Expression of VvMYBF1 during grape berry development. A, Early development. B, Skin. C, Seeds. Transcript levels of VvMYBF1 were determined by qPCR using gene-specific primers and corrected to VvUbiquitin1 (TC32075) gene expression. Data points are given as weeks from onset of ripening (veraison; labeled with the arrow), with expression values as means of three replicate PCRs and error bars indicating se. Note that from 8 weeks before veraison (−8), berry skin has been separated from seeds. Flowering occurred 8 weeks before veraison and is labeled with the star.

Figure 4.

Light induces expression of VvMYBF1 and VvFLS1 and subsequent flavonol synthesis in Chardonnay cells. Transcript levels were determined by qPCR and are shown relative to VvUbiquitin1 (TC32075) expression. Each data point represents the mean of three replicate PCRs with error bars indicating se. A, VvMYBF1 expression. B, VvFLS1 transcript levels in Chardonnay cell samples exposed to light. C, Accumulation of total flavonols in Chardonnay cell samples exposed to light (gray bars) and kept in the dark (black bars) determined by HPLC analysis. D, Positions of putative cis-regulatory elements in the promoters of VvMYBF1 and VvFLS1 from Shiraz, Pinot Noir, and Chardonnay relative to the transcriptional start codon. The putative transcriptional start sites are referred to as positions +1, while the translational start codons are marked by the bent arrows. Numbers above the boxes indicate the distance from the transcriptional start. ACS, ACGT-containing sequence similar to ACE in the Arabidopsis CHS promoter (accession no. S000355); MRS, MYB recognition sequence similar to MRE in the Arabidopsis CHS promoter (S000356); RRS, R response sequence similar to RRE in the Arabidopsis CHS promoter (S000407); IBOXCORE element (S000199), LREBOXIPCCHS1 consensus sequence (S000302), MYBCORE (S000176).

Figure 5.

VvMYBF1 specifically activates grapevine and Arabidopsis promoters of flavonoid pathway genes involved in flavonol synthesis in a transient reporter assay system. A to F, The MYB- and bHLH-type transcription factors and promoters used for transient expression in Chardonnay grape cell cultures by particle bombardment. Each transfection contained the renilla luciferase plasmid pRluc for normalization. Columns in A to E represent fold induction of the corresponding promoter plus MYB factor to the respective control (without MYB factor). Each column represents the mean value of at least six independent experiments with error bars indicating se. For F, basal activities of grapevine promoters are relative to renilla luciferase activity. G, A transient Arabidopsis At7 protoplast reporter gene assay system was used to analyze the activation potential of VvMYBF1 on promoters of Arabidopsis flavonoid biosynthesis enzymes. Each column represents the mean of six independent cotransfections with error bars indicating se.

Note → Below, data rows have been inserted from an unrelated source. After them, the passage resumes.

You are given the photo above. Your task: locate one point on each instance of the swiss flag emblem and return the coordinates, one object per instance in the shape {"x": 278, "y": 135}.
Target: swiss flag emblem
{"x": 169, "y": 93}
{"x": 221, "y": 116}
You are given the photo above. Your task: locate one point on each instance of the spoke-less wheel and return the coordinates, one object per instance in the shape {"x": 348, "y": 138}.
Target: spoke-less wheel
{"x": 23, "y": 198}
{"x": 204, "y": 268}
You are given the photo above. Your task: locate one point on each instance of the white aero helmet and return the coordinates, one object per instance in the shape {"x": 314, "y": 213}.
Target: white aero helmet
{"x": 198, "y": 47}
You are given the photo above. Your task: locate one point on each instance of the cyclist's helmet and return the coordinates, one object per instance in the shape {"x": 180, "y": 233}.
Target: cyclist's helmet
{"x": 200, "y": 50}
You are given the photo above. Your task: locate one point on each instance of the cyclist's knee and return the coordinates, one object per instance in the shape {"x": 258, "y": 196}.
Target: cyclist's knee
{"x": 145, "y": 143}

ANR, Anthocyanidin reductase; CHI, chalcone isomerase; CHS, chalcone synthase; DFR, dihydroflavonol 4-reductase; FLS, flavonol synthase; LDOX, leucoanthocyanidin dioxygenase; UFGT, UDP-Glc:flavonoid-3-O-glucosyltransferase.

Figure 6.

Flavonol accumulation in Arabidopsis seedlings. A to D, Seedlings were stained with the flavonol-specific dye DPBA. Flavonol staining in Arabidopsis seedlings was visualized using epifluorescence microscopy. Images of representative seedlings of Col-0 (A), Col-0 expressing VvMYBF1 (Col-0/proAtMYB12∷VvMYBF1; B), myb12 mutants (C), and one representative complemented line expressing VvMYBF1 (myb12/proAtMYB12∷VvMYBF1; D) are shown. Bars = 0.1 cm. E, Comparison of the relative flavonol content of methanolic extracts of Arabidopsis seedlings by HPLC analysis. The results are from one representative experiment that was repeated with similar relative values. FW, Fresh weight.